El sistema acusatorio y un poquito de historia

Autor: Javier Dondé Matute

Es común que se señale al sistema acusatorio como el marco de derecho procesal penal que México debe seguir para dar respuesta a la (igualmente) generalizada insatisfacción con los juicios penales en nuestro país. Para ello se ha recurrido al estudio de los sistemas procesales de países que han implementado dicho sistema, o lo tienen casi de manera innata: Chile, Colombia, Argentina, Reino Unido y Estados Unidos.
Como alguien que se proclama como un estudioso del derecho comparado e internacional, cualquiera podría suponer que este sería un fenómeno de gran satisfacción para mí, sin embargo ocurre lo contrario, pues se trata de un ejemplo más de la falta de memoria por parte de los mexicanos. Aunque hay otros ejemplos en los cuales la falta de memoria es mucho más notoria y reciente, en este caso no es necesario (aunque pudiera ser útil, no lo niego) basta con remontarse al texto original de la Constitución Federal de 1917 para encontrarse las bases de un sistema acusatorio. Es igualmente sorprendente que los historiadores del derecho no estén expresando “se los dije” de forma reiterada y en cada foro sobre la reforma penal (a lo mejor la explicación está en que no los invitan).


Quizás el rasgo más característico del sistema del ’17 es que el agente del Ministerio Público jamás podía tener detenida a una persona. No se contemplaba un plazo de detención como ahora, con las famosas 48 horas. Si una persona era sorprendida en flagrancia debía ser consignada de inmediato. En el supuesto que fuera necesario solicitar una orden de aprehensión solamente se requería “denuncia, acusación a querella de un hecho determinado que la ley castigue con pena corporal, y sin que estén apoyadas aquéllas por declaración, bajo protesta de persona digna de fe o por datos que hagan probable la responsabilidad del inculpado,…”

Estos requisitos eran mucho menos gravosos para el agente ministerial que el actual cuerpo del delito y la probable responsabilidad.
En cuanto al sistema acusatorio, se cumplía con la judicialización casi inmediata del proceso. Es decir, al establecer un umbral probatorio tan bajo, se preveía que todos los procesos penales, deberían ser llevados a cabo frente al juez. En nuestro sistema actual el Ministerio Público debe establecer un umbral probatorio mucho más amplio, pero además está dotado de fe pública, que significa que sus actuaciones son casi incontrovertibles o lo que es peor, se revierte la carga de la prueba en contra del acusado, pues a la defensa le corresponde desvirtuar lo sostenido por el agente ministerial en la averiguación previa. Esto viola el principio de presunción de inocencia y constituye al agente del ministerio público en un juez de instrucción de facto.
Pasemos a la siguiente etapa procesal, la llamada pre-instrucción. En el sistema del ’17 y en la actualidad se requiere comprobar el cuerpo del delito y la probable responsabilidad para poder iniciar un proceso penal. En el texto original, esto tenía sentido, pues como no se había alcanzado este umbral probatorio, en 72 horas el agente ministerial debía conseguir (o simplemente exhibir) más pruebas para poder iniciar el proceso propiamente dicho.
Por su parte, en el esquema actual, ya se tuvo que haber comprobado el cuerpo del delito y la probable responsabilidad para haber consignado, ¿entonces de qué sirve dictar un auto de término constitucional de 72 horas después, que requiere los mismos requisitos que una orden de aprehensión? La respuesta de los operadores del sistema es casi siempre unánime: “para que la defensa desvirtué las pruebas aportadas por el ministerio público.” En la práctica esto es cierto, pero es igualmente cierto que se vuelve a revertir la carga de la prueba en contra del acusado.
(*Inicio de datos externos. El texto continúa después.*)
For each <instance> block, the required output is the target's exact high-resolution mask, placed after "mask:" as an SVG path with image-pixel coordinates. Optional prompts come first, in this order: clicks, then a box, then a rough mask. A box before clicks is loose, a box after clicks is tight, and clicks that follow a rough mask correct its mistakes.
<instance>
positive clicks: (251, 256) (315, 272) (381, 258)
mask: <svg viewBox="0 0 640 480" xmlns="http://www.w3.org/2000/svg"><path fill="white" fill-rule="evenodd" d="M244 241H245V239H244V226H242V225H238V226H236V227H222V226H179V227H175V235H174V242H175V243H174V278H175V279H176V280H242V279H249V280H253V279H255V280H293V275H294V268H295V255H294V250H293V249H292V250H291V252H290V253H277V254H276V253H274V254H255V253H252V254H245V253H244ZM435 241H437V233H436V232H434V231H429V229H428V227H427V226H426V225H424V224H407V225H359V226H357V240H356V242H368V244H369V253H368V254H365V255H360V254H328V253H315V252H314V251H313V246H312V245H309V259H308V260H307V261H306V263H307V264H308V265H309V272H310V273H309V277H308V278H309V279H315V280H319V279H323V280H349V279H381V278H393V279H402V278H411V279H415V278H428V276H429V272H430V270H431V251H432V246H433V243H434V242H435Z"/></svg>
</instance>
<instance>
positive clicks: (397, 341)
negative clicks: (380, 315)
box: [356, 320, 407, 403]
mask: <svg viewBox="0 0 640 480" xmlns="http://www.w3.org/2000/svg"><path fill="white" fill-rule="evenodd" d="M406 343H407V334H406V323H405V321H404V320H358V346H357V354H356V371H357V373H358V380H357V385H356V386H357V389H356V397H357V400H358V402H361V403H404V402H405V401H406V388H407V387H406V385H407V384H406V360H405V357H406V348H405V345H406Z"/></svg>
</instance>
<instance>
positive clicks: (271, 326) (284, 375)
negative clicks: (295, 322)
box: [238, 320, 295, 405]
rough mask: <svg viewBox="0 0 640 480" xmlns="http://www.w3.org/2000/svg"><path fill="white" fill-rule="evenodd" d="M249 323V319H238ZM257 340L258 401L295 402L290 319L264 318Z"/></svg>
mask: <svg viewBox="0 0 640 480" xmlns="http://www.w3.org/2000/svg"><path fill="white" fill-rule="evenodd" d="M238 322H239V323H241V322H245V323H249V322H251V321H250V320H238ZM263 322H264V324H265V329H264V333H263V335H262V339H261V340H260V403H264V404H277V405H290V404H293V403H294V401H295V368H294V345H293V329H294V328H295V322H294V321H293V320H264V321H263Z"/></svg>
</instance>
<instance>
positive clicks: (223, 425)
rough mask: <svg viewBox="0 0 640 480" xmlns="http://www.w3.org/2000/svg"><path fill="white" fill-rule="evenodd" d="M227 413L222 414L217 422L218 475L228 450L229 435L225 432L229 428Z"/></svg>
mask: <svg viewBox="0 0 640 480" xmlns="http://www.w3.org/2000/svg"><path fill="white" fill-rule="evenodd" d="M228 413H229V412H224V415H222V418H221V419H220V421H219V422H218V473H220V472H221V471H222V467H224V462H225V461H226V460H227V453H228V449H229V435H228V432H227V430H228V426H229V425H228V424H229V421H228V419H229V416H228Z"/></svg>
En el sistema original se presenta lo que me gusta denominar una “escalada probatoria”, pues en cada uno de los pasos o etapas importantes del proceso se le exige un poco más al órgano acusador. Así, en un primer término solamente es necesaria una declaración o meros datos, después comprobar el cuerpo del delito y la probable responsabilidad, por último, en la sentencia es necesario probar el delito y la responsabilidad completamente.
Lo que acabo de describir es la base de un sistema acusatorio, con una judicialización temprana, una exigencia probatoria escalonada para el Ministerio Público y un reconocimiento de derechos procesales casi inmediato, pues el artículo 20 constitucional operaba desde que la persona era consignada, lo cual ocurría rápidamente.
La forma en la cual este esquema acusatorio se fue desvirtuando ha sido ampliamente discutida y analizada (en gran parte por los historiadores del derecho) y no forma parte de esta reflexión. Tampoco es mi intención regresar al sistema constitucional original. Lo único que pretendo es compartir el hecho de que el sistema acusatorio no es novedoso en nuestro país y está más cerca de nosotros que lo comúnmente esperado.